Fasting, Just Because We Can
I have been waffling over what to do for Lent for several months now, though I have always known I wanted to address global hunger. I spend a fair amount of time reading and hearing about global hunger, and so I wanted to do something significant about it, like really fast,for real, or try to live on a few dollars a day, or eat simply, like this guy, for the duration. Most of this seemed pretty overwhelming, so my manageable offering is to fast once a week and use that time to pray for people living in hunger around the world. I am trying to make it personal by reading the stories of people who regularly go without food. It is a sobering thing to do. More than anything else, reading these stories while I am hungry brings these individuals to life. Though the statistics break my heart, and particularly this one,
One-third of all children less than five years old in the developing world are starving,
I haven't known how to really make a difference in this mammoth struggle.
I do think that this Lenten practice will move something in me, and I think it will make a big difference in the way that I respond in the future when I hear about the more than 900 million people who are malnourished across the world.
Hunger is inextricably linked to inequity and injustice in many forms, which I was reminded of today when I received an email from the ONE campaign, which details another population that is struggling against hunger and horrific governance. It was a letter from Kumi Naidoo, a South African founder of the Global Campaign Against Poverty, and a ONE member, who discussed her recent practice of fasting in solidarity with Zimbabweans in their struggle for just governance. I was moved by this excerpt:
I recently completed a 21 day fast in solidarity with the people of Zimbabwe, many of whom are fasting involuntarily in a country ravaged by want, destitution, fear and terror. During my fast, the opposition Movement for Democratic Change (MDC) in Zimbabwe joined the government, after reaching an agreement with Robert Mugabe’s party, ZANU-PF. This agreement will be overseen by the African Union, acting as guarantor. For this new unity government to have any chance of ending the humanitarian and political crises in Zimbabwe, the African Union and its member nations must take decisive action to ensure that their role as a guarantor is defined and fulfilled.
I have seen with my own eyes what happens when regional powers like the African Union passively allow governments to dismiss the will of a people. Late last year I travelled to Zimbabwe to see for myself what years of corruption, repression and mismanagement had wrought. While there, I met a 10 year-old boy named Sibusiso who had not eaten for 10 days. He told me, "Our country needs to be free – free as a bird – here we are not free. We do not get food to eat."

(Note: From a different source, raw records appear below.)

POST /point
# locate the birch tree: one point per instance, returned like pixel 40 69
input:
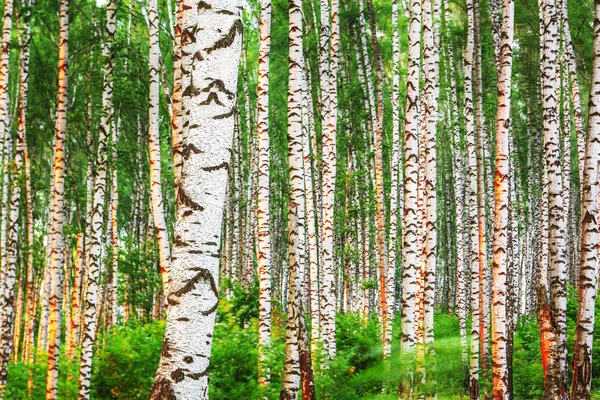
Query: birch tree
pixel 410 224
pixel 209 98
pixel 263 220
pixel 501 213
pixel 58 209
pixel 588 267
pixel 95 239
pixel 158 211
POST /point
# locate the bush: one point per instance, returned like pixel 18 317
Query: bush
pixel 124 367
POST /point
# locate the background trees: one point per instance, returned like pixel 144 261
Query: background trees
pixel 389 227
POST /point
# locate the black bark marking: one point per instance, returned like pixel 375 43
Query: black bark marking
pixel 212 97
pixel 191 91
pixel 187 201
pixel 202 5
pixel 178 242
pixel 226 115
pixel 216 167
pixel 228 39
pixel 162 390
pixel 190 149
pixel 178 375
pixel 202 275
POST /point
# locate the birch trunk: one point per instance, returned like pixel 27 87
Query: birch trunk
pixel 25 39
pixel 291 374
pixel 410 223
pixel 158 211
pixel 397 172
pixel 209 88
pixel 328 288
pixel 472 203
pixel 557 268
pixel 500 366
pixel 429 130
pixel 76 299
pixel 7 281
pixel 588 269
pixel 382 255
pixel 58 209
pixel 97 220
pixel 263 195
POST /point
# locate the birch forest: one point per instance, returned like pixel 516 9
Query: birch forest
pixel 299 199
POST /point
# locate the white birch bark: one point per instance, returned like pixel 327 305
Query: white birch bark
pixel 158 211
pixel 263 194
pixel 410 224
pixel 500 367
pixel 95 246
pixel 557 268
pixel 588 269
pixel 328 287
pixel 58 209
pixel 209 82
pixel 6 279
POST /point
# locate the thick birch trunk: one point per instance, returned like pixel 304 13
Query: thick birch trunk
pixel 557 268
pixel 410 224
pixel 588 267
pixel 208 100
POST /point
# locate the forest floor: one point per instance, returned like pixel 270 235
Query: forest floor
pixel 127 357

This letter reminds me of the intersections between governance, corruption, and hunger. It also reminds me of our power to effect real change in the lives of people who suffer under injustice. I've already signed the petition, and I invite you to do the same.
I am considering posting the stories that I read this Lent and challenging others to join me in my fast, which is, at its heart, an effort to understand the plight of the poor, for whom there is particular hope in the Easter story.
Will you join me? I know it's a little late for Lent practices, but if you are interested, please comment and let me know. If there are enough people I will be posting the stories of people living with chronic hunger every Sunday until Easter.